Fortune Well August 2, 2023


How 5 Major Personality Traits Can Determine How Much Money You Save
Key takeaways
  • Savings rates for Americans have neared record lows 
  • When people’s savings goals aligned with their core personality traits, they saved more money, according to a new study published this week 
  • For those incentivized with personality-targeted savings emails, they were able to save more successfully 

Whether it’s setting aside money for a down payment on a home, a bigger car for when you have children, or college funds and retirement, many of us aim to master the art of saving for the future. 

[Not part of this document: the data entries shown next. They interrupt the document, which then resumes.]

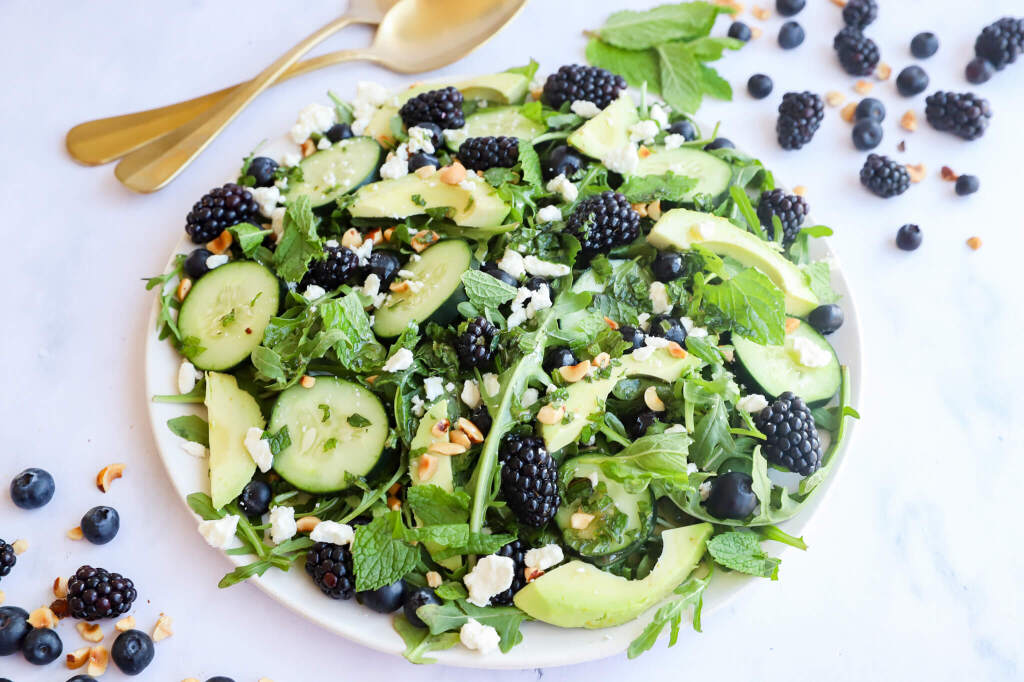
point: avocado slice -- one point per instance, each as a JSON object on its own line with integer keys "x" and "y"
{"x": 475, "y": 203}
{"x": 607, "y": 131}
{"x": 231, "y": 412}
{"x": 580, "y": 595}
{"x": 586, "y": 397}
{"x": 681, "y": 228}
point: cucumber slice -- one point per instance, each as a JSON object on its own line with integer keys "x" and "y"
{"x": 439, "y": 269}
{"x": 494, "y": 122}
{"x": 327, "y": 448}
{"x": 712, "y": 173}
{"x": 774, "y": 370}
{"x": 226, "y": 312}
{"x": 339, "y": 169}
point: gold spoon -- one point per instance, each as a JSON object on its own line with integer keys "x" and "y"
{"x": 102, "y": 140}
{"x": 415, "y": 36}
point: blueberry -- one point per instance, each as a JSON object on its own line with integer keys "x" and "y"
{"x": 41, "y": 646}
{"x": 908, "y": 238}
{"x": 979, "y": 70}
{"x": 255, "y": 498}
{"x": 790, "y": 7}
{"x": 668, "y": 265}
{"x": 684, "y": 128}
{"x": 13, "y": 627}
{"x": 262, "y": 169}
{"x": 385, "y": 599}
{"x": 415, "y": 599}
{"x": 791, "y": 35}
{"x": 869, "y": 108}
{"x": 100, "y": 524}
{"x": 911, "y": 81}
{"x": 866, "y": 134}
{"x": 731, "y": 496}
{"x": 32, "y": 488}
{"x": 562, "y": 161}
{"x": 968, "y": 184}
{"x": 759, "y": 86}
{"x": 924, "y": 45}
{"x": 132, "y": 651}
{"x": 739, "y": 31}
{"x": 825, "y": 318}
{"x": 338, "y": 132}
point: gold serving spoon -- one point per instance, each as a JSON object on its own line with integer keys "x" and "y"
{"x": 415, "y": 36}
{"x": 102, "y": 140}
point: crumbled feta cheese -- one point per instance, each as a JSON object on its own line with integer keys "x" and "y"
{"x": 219, "y": 533}
{"x": 312, "y": 118}
{"x": 283, "y": 524}
{"x": 401, "y": 359}
{"x": 585, "y": 109}
{"x": 259, "y": 449}
{"x": 478, "y": 637}
{"x": 549, "y": 214}
{"x": 544, "y": 557}
{"x": 333, "y": 533}
{"x": 753, "y": 403}
{"x": 492, "y": 574}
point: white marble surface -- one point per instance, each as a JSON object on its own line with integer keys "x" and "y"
{"x": 914, "y": 564}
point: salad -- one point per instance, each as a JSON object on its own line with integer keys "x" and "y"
{"x": 505, "y": 349}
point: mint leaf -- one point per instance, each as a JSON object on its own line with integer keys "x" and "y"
{"x": 741, "y": 552}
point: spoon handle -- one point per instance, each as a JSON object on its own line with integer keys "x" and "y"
{"x": 154, "y": 166}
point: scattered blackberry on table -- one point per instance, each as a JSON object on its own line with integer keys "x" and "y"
{"x": 95, "y": 594}
{"x": 1000, "y": 43}
{"x": 792, "y": 439}
{"x": 791, "y": 35}
{"x": 962, "y": 114}
{"x": 515, "y": 551}
{"x": 574, "y": 82}
{"x": 908, "y": 238}
{"x": 331, "y": 567}
{"x": 442, "y": 108}
{"x": 528, "y": 479}
{"x": 884, "y": 176}
{"x": 791, "y": 210}
{"x": 860, "y": 13}
{"x": 602, "y": 222}
{"x": 759, "y": 86}
{"x": 924, "y": 45}
{"x": 219, "y": 209}
{"x": 857, "y": 53}
{"x": 484, "y": 153}
{"x": 799, "y": 118}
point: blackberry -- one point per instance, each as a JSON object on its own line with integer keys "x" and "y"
{"x": 859, "y": 13}
{"x": 484, "y": 153}
{"x": 858, "y": 54}
{"x": 799, "y": 118}
{"x": 331, "y": 567}
{"x": 792, "y": 439}
{"x": 884, "y": 176}
{"x": 528, "y": 479}
{"x": 1000, "y": 43}
{"x": 442, "y": 108}
{"x": 95, "y": 594}
{"x": 337, "y": 268}
{"x": 962, "y": 114}
{"x": 515, "y": 551}
{"x": 475, "y": 346}
{"x": 219, "y": 209}
{"x": 602, "y": 222}
{"x": 574, "y": 82}
{"x": 791, "y": 210}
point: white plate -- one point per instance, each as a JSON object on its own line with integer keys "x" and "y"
{"x": 543, "y": 645}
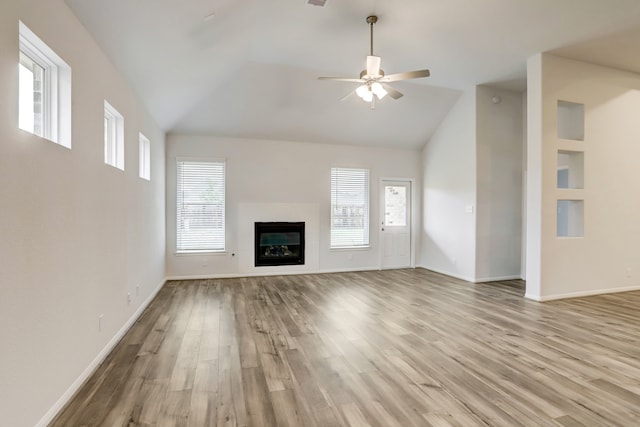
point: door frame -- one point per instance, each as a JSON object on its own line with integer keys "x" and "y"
{"x": 413, "y": 214}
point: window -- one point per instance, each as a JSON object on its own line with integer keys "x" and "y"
{"x": 145, "y": 157}
{"x": 113, "y": 137}
{"x": 349, "y": 207}
{"x": 44, "y": 90}
{"x": 200, "y": 199}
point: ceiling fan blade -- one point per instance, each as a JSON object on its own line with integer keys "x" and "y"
{"x": 373, "y": 65}
{"x": 347, "y": 96}
{"x": 395, "y": 94}
{"x": 342, "y": 79}
{"x": 405, "y": 76}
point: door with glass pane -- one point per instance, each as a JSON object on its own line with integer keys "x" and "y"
{"x": 395, "y": 229}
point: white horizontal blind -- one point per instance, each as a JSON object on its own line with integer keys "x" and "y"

Still, many Americans struggle to save money. Inflation led Americans to take out an average of $100 a month from savings last year, and savings have neared record lows even for those whose income has increased, according to data from the Bureau of Economic Analysis (BEA) this winter. 

To better understand people’s financial behaviors and motivations, researchers from Columbia University in New York and the University of Colorado in Boulder found different savings goals resonated with varying personality types, which influenced their behavior. 


“We just instill this idea that if you save some money now it’s not just a black box that’s sitting somewhere in your savings account,” Dr. Sandra Matz, author of the study and an associate professor of business at Columbia Business School who studies human behavior, tells Fortune. “But here’s actually what you could potentially do with these savings in the future…it’s about personality psychological targeting.” 

Nearly 2,500 participants in the U.K. answered questions related to their savings goals, whether saving for a car, family, or a rainy day. They also answered questions that helped researchers understand where they fit within the five big personality traits: agreeableness, conscientiousness, neuroticism, openness, and extroversion. 

When people’s savings goals aligned with their core personality traits, they saved more money, the researchers report in their findings published in the journal American Psychologist. While financial standing inevitably played a role in savings, personality accounted for slightly less than 5% of someone’s savings ability. In their paper, the authors note that while their research cannot influence someone’s ability to save, targeting personality can play a part in influencing someone’s willingness to save.  

To see how a specific intervention influences people’s savings behaviors, the researchers took a step further. They examined how personalized savings-related emails impacted over 6,000 participants in the U.S. who had less than $100 in savings at the start. 

The researchers partnered with SaverLife, a savings app and nonprofit. While some of the participants got personalized emails and goals, others got generic messages or no messages at all. Those who received personality-based emails for saving money had the most success achieving $100 more in savings in one month.

For someone high in agreeableness, the emails framed savings as a direct influence on those they care about, for example. 

“If they care about other people and their loved ones, what you want to do is frame saving in a way that you can say, ‘Well, if you save some money, now, you make sure that your loved ones are being protected,’” Matz says. 

If someone scored low in extroversion, the subject line and body of the savings email read, “Save toward your own self-care: The Race to $100 begins! We know quality alone time is important to you. The more you save, the more you can design your alone time just the way you want it,” Matz shares with Fortune

For someone high in extroversion, it read, “Exciting times ahead: The Race to $100 begins! Even though you may not be able to meet up with friends right now, you can certainly save money for when the time comes. If funding a future full of great times with your friends excites you, we have some exhilarating news.” 

Saving money is an inherently psychological concept. Committing to it delays instant gratification. It takes motivation and self-discipline because it doesn’t reward the brain in the short term, Matz says. 

“You’re putting money into an account, but it’s not that we necessarily have this idea of ‘Here’s what we’re gonna do with those savings,’” Matz says. “That’s a decision that is really difficult for people to make,” highlighting the “intention-action gap” or inability of people to succeed in saving money despite having the genuine desire to do so. 

Understanding personality can help mend that “intention-action gap,” Matz says.  

“Targeted advertising is using exactly the same mechanisms. We kind of try and understand the person, and then we tailor the content so that people buy more,” Matz says. “A lot of the strategies or approaches to personalization that we currently use, mostly in the best interest of companies to be fair, I think we can also use to help people accomplish their goals…once you understand people’s motivations, that’s an amazing tool.”